Quote “I think we are citizens of the world first and our duty is to be actively involved in anything that affects the world, using our platforms as artist”.

—Daniel Wilson

From an early age, he became politically aware, he was deeply moved by watching Nelson Mandela’s movies and he then started speaking on blacks and civil rights topics, giving his support to Mandela and the movement against apartheid. However, it was at the age he resolved to pay attention to the problems and challenges of Africa. His passion for improving conditions in Africa still burns to date. During the late 1980s Daniel Wilson’s musical talent and protest songs led him to become a recognised figure in the fight against the apartheid South African regime when he composed and released the memorable song “Pack Off” a song that epitomised the new generation of protest musicians that characterised the reggae music culture and identified him amongst the new generation of protest musicians that characterised the African music industry then.

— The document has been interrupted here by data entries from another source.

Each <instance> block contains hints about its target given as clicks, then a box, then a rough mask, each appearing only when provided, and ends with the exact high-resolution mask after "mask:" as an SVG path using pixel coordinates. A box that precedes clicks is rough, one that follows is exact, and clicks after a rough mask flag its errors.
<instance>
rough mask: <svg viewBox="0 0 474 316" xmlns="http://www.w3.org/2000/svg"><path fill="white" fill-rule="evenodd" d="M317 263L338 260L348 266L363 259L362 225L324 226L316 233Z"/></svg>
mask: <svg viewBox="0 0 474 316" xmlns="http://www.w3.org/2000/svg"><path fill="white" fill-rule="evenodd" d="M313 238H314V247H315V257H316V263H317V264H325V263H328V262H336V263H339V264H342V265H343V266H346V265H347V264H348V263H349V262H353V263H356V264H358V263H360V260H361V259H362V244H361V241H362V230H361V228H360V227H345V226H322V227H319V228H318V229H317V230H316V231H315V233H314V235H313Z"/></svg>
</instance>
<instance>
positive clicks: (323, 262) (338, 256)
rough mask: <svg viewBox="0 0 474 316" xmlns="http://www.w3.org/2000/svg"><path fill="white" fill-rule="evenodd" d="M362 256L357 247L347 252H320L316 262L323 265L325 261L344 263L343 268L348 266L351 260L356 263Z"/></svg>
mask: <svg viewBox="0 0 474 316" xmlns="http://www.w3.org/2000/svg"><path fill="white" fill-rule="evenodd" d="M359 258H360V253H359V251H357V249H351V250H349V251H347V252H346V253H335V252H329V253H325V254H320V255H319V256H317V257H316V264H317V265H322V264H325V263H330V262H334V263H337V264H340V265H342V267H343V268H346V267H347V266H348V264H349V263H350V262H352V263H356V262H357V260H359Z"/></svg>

In the fall of 1985, Daniel Wilson was one of the main performers in the maiden Children Of Africa Concert at National Stadium where he performed alongside, Jimmy Cliff, Fela Anikulapo-Kuti, Hugh Masekela, Mariam Makeba, Shabba Ranks and a host of others. It was a sixteen-hour Music extravaganza aimed at raising money and awareness for the education of African children. It was a unique musical event capturing the imagination and attention of the world. Following this concert, he became more involved in work for non-governmental organisations in Africa and became one of the leading spokespeople on the plight of the African Child. As he progressed in his music career he became more politically active, supporting the ideals of non-violent resistance as proposed by Martin Luther King. Daniel also took active interests in human rights abuses wherever they occurred. His interest spanned from industry to the government. In early 1995 he was a key figure in organising some protest concert in support of MKO Abiola, the 1993 presidential election winner against the government, where he opened these protest concerts with his own performance.

Daniel Wilson has supported a wide range of political and environmental issues but as a general rule, he avoided party politics and refused to publicly declare for any party, however in 2010, he broke his own rule to canvass for the installation of vice president Goodluck Jonathan as President of the federal government of Nigeria, as a substantial president at the death of president Umaru Musa Yar’adua. Daniel Wilson was one of many prominent public figures that helped popularize president Goodluck Jonathan’s cause taking to the streets to march with other protesters and eventually worked closely with him in the five years he was president. After the removal of president Goodluck Jonathan in 2015, he became more vocal in opposing the government of president Muhammadu Buhari. He decided to take a non-violent direct action by singing protest songs against the government’s policies that instantly went viral through the new media, some of those songs are “Election Blues”, “Never Again”, “Do Something” and the direct plea “Please Don’t Vote For Buhari”. Today he is known for his political activism as much as his music, not only that he had a great mind, he is very influential.

Quote “I would say that I’m a nonviolent soldier. In place of weapons of violence, I use my music, my sense of humour and all the talents I am blessed with to secure my victory” – Daniel Wilson


Daniel Wilson’s parents were converted to become Jehovah’s Witnesses, a religion that stresses the inheritance of an earthly paradise, peace and non-violence, before he was born. These Jehovah’s Witnesses roots were significant for Daniel as it reflects in his songs like “Follow Me”, a song that beckons on his fans to follow him to be introduced to Jehovah and “Heed The Call”, another song heavily influenced by the house to house ministry style of the Jehovah’s Witness. He retained an adherence to these values till this moment and has said that his religious beliefs will always be a large part of his life.